By analysing tissue sources of 719 cDNA clones, NAMPT was found to be expressed in nearly all organs, tissues and cells examined.1,19 This ubiquitous expression of NAMPT suggests pleiotropic functions of the protein in human physiology. NAMPT occurs intracellularly (mainly in the cytoplasm and nucleus)20 and extracellularly;21 NAMPT has also been reported to reside in mitochondria,22 although this finding has been disputed.23 Substantial sequence homology exists in NAMPT among prokaryotic organisms, primitive metazoans such as marine sponges and humans,2 which suggests a crucial role for NAMPT in cellular metabolism and survival. Several research groups have characterized the structural and enzymological features of mammalian NAMPT.24,25,26,27,28,29,30,31 Structural and mutagenesis studies have shown that mutations in NAMPT that impair dimerization attenuate enzymatic activity;26 furthermore, Asp219 is important in defining the substrate specificity of NAMPT,29 which does not include nicotinic acid.14,32 Autophosphorylation of NAMPT (by use of ATP) at His24724,26 creates a reaction intermediate that is hydrolysed during each catalytic cycle, which increases the affinity of NAMPT for NAM and its enzymatic activity up to 1,000-fold.24
NAMPT is one of the regulators of the intracellular NAD pool.3,14 Through its NAD-biosynthetic activity, NAMPT influences the activity of NAD-dependent enzymes, such as sirtuins14,22,33,34,35,36 and poly(ADP-ribose) polymerases,37 and thereby regulates cellular metabolism, mitochondrial biogenesis38,39,40 and adaptive responses to inflammatory, oxidative, proteotoxic and genotoxic stress.41 Further information on the roles of NAD-dependent enzymes in cellular metabolism can be found elsewhere.42,43,44,45,46 Mono-ADP-ribosyl transferases47 and ADP-ribosyl cyclases48 are involved in several physiological processes, which include calcium signalling and DNA repair.

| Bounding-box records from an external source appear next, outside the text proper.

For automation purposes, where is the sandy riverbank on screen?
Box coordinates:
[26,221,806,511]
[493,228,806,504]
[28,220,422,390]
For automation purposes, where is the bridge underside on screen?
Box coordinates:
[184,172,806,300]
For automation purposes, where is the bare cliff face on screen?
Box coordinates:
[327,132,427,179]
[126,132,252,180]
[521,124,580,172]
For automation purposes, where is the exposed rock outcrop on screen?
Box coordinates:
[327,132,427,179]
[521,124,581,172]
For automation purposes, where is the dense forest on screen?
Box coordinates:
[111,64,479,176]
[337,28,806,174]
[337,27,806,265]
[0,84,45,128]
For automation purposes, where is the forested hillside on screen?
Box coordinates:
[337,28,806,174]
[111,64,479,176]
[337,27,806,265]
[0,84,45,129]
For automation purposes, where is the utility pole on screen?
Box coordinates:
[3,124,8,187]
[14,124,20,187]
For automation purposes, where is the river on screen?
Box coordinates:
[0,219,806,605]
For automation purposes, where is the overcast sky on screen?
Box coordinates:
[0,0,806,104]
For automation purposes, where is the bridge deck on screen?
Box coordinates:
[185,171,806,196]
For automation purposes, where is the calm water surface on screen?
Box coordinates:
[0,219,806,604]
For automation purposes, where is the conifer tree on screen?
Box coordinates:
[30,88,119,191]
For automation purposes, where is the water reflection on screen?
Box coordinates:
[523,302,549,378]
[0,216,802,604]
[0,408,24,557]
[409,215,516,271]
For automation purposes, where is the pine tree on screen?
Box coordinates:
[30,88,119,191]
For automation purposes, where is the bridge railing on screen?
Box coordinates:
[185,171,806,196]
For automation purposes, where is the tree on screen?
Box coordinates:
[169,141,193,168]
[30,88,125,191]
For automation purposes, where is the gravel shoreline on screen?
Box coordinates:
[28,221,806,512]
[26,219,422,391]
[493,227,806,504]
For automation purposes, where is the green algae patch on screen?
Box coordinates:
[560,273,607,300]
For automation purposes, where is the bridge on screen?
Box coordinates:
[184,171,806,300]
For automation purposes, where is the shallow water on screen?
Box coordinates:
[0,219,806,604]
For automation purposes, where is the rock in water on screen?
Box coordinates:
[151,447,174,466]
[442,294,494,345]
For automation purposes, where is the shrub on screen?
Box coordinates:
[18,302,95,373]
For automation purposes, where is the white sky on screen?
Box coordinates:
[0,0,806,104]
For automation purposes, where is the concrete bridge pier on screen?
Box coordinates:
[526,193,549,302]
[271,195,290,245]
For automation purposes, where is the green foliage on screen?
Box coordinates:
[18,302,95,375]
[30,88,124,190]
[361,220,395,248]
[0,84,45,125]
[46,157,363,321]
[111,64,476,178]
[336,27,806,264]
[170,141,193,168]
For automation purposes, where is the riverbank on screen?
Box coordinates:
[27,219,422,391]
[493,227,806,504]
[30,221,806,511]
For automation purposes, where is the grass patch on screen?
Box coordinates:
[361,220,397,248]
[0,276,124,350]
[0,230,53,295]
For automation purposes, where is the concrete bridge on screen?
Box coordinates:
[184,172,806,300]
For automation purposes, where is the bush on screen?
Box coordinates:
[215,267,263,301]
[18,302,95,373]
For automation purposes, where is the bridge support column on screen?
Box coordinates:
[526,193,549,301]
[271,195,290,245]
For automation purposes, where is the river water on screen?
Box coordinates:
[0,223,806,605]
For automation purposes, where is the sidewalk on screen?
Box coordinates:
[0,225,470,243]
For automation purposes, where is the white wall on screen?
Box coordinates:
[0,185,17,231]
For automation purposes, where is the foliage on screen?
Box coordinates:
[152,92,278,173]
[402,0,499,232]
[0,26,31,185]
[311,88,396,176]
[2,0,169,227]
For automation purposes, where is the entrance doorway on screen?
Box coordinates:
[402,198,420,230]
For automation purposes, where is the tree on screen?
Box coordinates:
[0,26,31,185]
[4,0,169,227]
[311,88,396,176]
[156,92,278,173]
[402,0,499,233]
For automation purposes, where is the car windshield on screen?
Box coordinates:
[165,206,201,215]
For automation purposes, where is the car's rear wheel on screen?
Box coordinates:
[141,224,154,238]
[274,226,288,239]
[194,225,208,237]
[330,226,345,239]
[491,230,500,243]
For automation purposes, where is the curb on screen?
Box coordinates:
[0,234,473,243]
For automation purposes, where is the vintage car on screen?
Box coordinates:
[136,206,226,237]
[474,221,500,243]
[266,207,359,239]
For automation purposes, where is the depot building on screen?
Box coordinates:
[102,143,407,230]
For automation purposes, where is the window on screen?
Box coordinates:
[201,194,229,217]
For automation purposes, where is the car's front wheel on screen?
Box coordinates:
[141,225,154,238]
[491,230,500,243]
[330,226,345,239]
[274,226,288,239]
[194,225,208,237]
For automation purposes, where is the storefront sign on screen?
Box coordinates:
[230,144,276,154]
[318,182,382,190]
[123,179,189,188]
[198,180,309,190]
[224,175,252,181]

NAMPT activity probably influences the functions of these enzymes as they also use NAD as a substrate and are inhibited by the end-product NAM. Interestingly, the gene encoding NAMPT (NAMPT) is regulated by the circadian locomoter output cycles protein kaput (CLOCK)–aryl hydrocarbon receptor translocator-like protein 1 (BMAL1, also known as ARNTL) core clock machinery, which is responsible for circadian rhythmicity and leads to a circadian oscillation of NAD levels in vivo.49,50 Sirtuin (SIRT) 1 is recruited to the NAMPT promoter and contributes to the circadian synthesis of NAMPT, which completes a transcriptional–enzymatic feedback loop that connects cellular metabolism with circadian rhythms.49,50
Extracellular NAMPT
eNAMPT has been found in human circulation51 and mouse circulation21 and in human cerebrospinal fluid52 and seminal plasma,53 as well as in the supernatant of numerous cell types including differentiated adipocytes,21,54,55 hepatocytes,56,57 leucocytes,19 cardiomyocytes,58 neurons,59,60 amniotic epithelial cells,61 pancreatic β cells62 and lipopolysaccharide-activated monocytes,63,64 as well as spermatozoa (S. Thomas, personal communication). Several studies have indicated that eNAMPT might function as a growth factor;1,65,66,67,68,69 however, the mechanism of NAMPT secretion and its physiological function in the extracellular space is still uncertain. Another area of ambiguity is whether NAMPT occurs in the same form and configuration inside the cell as it does in the extracellular space. Some investigations of the action of eNAMPT have used recombinant NAMPT expressed from bacterial sources, which might not accurately represent the endogenous form of mammalian eNAMPT. A 2015 study reported that SIRT1 deacetylates intracellular NAMPT (iNAMPT), thereby predisposing NAMPT to secretion from adipocytes.55 Several studies have measured enzymatic activity of eNAMPT19,21,56,62,70 or detected the enzyme product (NMN) in the extracellular space;17,21,71 however, it has been reported that eNAMPT is not enzymatically active in mouse plasma owing to the low concentrations of PRPP and ATP.72 This observation raises the question as to whether enzymatic activity of eNAMPT is linked to pathophysiological conditions in which plasma PRPP and ATP levels increase due to cell death. Interestingly, the presence of a significant nicotinate phosphoribosyltransferase activity has been reported in human plasma, which suggests that nicotinic acid mononucleotide (NAMN) exists in the human circulation.70 As a receptor for eNAMPT has not been discovered yet, the mechanism of eNAMPT signal transduction continues to be the subject of research (Figure 2), owing to its importance in targeting eNAMPT in various pathological conditions. Improved understanding of the mechanism of action of eNAMPT is a prerequisite for exploitation of eNAMPT-related pathways as a therapeutic approach to treat relevant diseases.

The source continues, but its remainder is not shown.